What's wrong with this headline? In Washington, D.C., there’s an ongoing debate about whether big oil and gas companies should keep their huge tax-payer funded subsidies. Meanwhile, in Beijing, the government is strategically maneuvering to capture the economic benefits of the future clean energy economy. A study released this week concludes that China’s green tech industry raked in $65 billion last year – making it the world’s leader in green tech production by revenue.

The green tech market contributed an impressive 1.3% of China’s GDP, boosting China’s rank based on percentage of GDP to #2. Windmill production giant Denmark scored highest with its green tech sector contributing 3% of its GDP.

The study (conducted by Roland Berger Strategy Consultants and commissioned by the World Wildlife Fund) also ranked the US. Guess what? We’re way down the list at #17.

While our leaders fail to set comprehensive energy policy that steers us toward a green economy, the Chinese have laid out a series of national carbon reduction goals, renewable energy production targets, and incentives to grow the green tech manufacturing sector.

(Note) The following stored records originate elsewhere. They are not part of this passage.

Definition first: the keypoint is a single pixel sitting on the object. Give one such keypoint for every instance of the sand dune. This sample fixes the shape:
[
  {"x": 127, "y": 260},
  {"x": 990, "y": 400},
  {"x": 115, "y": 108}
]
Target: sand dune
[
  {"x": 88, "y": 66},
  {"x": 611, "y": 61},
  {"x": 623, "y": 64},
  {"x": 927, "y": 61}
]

While we debate preserving subsidies for companies in mature industries like oil and gas, the Chinese are building windmills, solar farms, and electric vehicles. And as they make these strategic investments, they are perfecting techniques to cost effectively manufacture the solar panels, windmill generators, and electric vehicle batteries.

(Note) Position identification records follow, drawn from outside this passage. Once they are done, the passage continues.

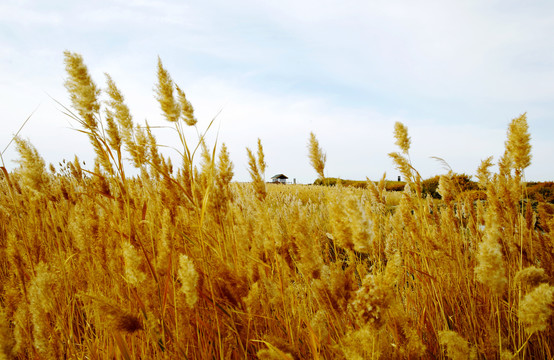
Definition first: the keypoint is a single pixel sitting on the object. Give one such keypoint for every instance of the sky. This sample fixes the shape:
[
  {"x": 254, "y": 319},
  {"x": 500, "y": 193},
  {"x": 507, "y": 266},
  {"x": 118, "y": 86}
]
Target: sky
[{"x": 454, "y": 72}]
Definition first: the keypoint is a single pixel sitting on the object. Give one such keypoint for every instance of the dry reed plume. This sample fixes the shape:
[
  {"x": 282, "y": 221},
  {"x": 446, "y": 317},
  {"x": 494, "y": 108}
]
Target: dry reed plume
[{"x": 180, "y": 262}]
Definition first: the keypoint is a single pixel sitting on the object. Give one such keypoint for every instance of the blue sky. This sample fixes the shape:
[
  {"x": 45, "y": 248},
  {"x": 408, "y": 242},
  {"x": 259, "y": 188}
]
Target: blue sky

Wake up Washington! The game is on. There’s no debate in Europe about the need to expand renewable energy generation. There’s no debate in China about the need to become energy independent. Both have made the decision that clean energy is the future and are taking action. That’s why two other European Union countries find themselves in the green tech top five list for highest GDP percentages - Germany and Lithuania.

The oil executives fighting for their subsidies have one thing right: incentives do create and help grow jobs. Strange how we never hear the oil and gas industry making that point when the renewable energy sector seeks incentives. And unlike the subsidies embedded in the tax code for oil and gas, solar incentives are structured to attract private investment first, which is then met by a very modest incentive. Over the four years of the highly successful California’s Solar Initiative, for example, more than $4.5 billion of private investment flowed into the state as a result of the program according to GreenTech Media. And solar energy production creates more jobs than any other form of energy generation.

So the bottom line is rather than wasting time lampooning oil and gas or debating drilling for oil our government could be making meaningful policy that ignites our green tech industries of the future while it curbs our carbon emissions and weans us of foreign oil. That’s something worth throwing a tea party over.